Chapitre 36

658 46 27
                                    

La semaine avait passé vite. Trop vite. Comme ils ne voulaient pas accepter que la fin de ce qu'ils étaient l'un pour l'autre était là, au seuil de leur porte. Et quand il leur arrivaient d'y penser, que bientôt tout serait terminé, le désir les submergeaient. Comme si unir leurs corps était la solution. Comme si à avoir été aussi proche, ils ne seraient plus jamais éloignés. Ils savaient pertinemment qu'ils se fourvoyaient mais... Ils refusèrent de voir,tout en ayant l'esprit encombré par ça jusqu'au dernier instant. Jusqu'au matin où, comme tous les matin depuis un mois, Merlin descendait faire son tour, donner les directives d'Arthur à Léon et Guenièvre qui assurait la régence et puis en allant voir Gaius, s'informer de l'avancée de la décoction du remède. Mais voilà, aujourd'hui le remède était terminé. Et Arthur devait la prendre avant la nuit.. Avant la pleine lune qui l'avait vu être ensorcelé. Demain, tout serait fini. Et le cœur de Merlin s'effondrait. Il resta un moment dans les jardins ce jour-là. Plus de temps qu'il ne le fallait pour faire un nouveau bouquet et faire en sorte que le roi voit le printemps sans même sortir. Il resta là, les yeux dans le vague, sa marjolaine à la main. Le visage mort. Il tentait de trouver le courage qui lui faudrait pour affronter cette terrible journée. Une souffrance de plus, indélébile. Peut-être celle qui briserait le plus ce qui restait de son cœur malmené. La vie n'avait jamais été tendre avec lui. Le destin. Son destin. C'était lourd à porter. Mais pour Arthur. Pour la prospérité du royaume. Pour Camelot et ses habitants. Pour un idéal de paix et de justice. C'est pour ça qu'il affrontait tous les drames. Tous.
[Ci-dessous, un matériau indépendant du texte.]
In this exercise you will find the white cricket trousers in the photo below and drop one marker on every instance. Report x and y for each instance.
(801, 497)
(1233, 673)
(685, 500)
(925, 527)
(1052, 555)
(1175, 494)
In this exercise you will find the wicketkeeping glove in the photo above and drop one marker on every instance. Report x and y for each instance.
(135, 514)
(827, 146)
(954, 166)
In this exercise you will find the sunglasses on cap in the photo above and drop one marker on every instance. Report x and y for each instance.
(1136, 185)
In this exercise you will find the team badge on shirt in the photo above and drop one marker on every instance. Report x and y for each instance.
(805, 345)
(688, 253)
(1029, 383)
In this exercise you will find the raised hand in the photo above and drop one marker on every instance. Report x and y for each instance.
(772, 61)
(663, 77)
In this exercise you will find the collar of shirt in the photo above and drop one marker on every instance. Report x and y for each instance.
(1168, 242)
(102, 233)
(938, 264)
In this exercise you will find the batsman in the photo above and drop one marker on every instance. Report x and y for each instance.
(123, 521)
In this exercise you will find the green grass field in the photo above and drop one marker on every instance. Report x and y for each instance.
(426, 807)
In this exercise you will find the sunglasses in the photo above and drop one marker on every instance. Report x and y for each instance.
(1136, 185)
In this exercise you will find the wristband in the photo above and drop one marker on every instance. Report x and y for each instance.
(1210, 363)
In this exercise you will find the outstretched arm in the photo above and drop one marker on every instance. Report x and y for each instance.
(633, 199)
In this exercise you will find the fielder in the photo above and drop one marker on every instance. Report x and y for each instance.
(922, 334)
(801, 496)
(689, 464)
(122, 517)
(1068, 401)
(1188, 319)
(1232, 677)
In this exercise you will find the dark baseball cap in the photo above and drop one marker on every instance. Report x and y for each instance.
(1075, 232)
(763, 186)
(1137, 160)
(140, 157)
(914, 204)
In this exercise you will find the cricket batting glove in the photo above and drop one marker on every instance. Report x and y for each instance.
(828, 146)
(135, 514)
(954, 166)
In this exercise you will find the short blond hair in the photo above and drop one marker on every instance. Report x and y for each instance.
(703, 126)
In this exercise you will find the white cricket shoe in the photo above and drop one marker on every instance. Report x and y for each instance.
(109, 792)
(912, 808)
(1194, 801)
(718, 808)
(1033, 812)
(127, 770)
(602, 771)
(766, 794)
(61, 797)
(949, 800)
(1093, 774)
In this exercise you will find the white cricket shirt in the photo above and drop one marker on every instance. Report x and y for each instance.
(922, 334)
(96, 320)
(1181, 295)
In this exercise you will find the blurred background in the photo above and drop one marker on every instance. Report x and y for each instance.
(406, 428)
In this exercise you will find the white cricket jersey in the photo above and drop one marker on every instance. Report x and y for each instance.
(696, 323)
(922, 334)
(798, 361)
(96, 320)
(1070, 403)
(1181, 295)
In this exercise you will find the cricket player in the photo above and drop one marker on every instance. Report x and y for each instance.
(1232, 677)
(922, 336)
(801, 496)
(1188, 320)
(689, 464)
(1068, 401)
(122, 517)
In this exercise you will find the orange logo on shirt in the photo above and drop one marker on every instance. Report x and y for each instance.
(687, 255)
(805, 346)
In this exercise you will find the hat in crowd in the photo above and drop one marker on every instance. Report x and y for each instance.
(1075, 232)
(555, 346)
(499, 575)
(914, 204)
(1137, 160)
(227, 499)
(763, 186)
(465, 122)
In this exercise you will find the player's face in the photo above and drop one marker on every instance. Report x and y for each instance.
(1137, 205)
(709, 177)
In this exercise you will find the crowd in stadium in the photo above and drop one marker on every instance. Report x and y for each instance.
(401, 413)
Et la seule raison pour laquelle il ne s'était pas déjà enfui avec Arthur pour partir vivre ailleurs. Loin de toutes obligations. Loin de cette foutue destinée. Il expira longuement et pencha sa tête en arrière. Le ciel gris se reflétait dans ses yeux. Il regarda les nuages être ballotté par les vents violents d'altitude alors qu'ici la brise était douce. Il aurait voulu être un dragon au final. Aller si haut où les vents se déchaînent, se laisser broyer les ailes par les courants et chuter jusqu'à retourner à la terre. Définitivement. Il essuya furtivement une larme traîtresse et se releva. Pour Camelot. Et pour son roi.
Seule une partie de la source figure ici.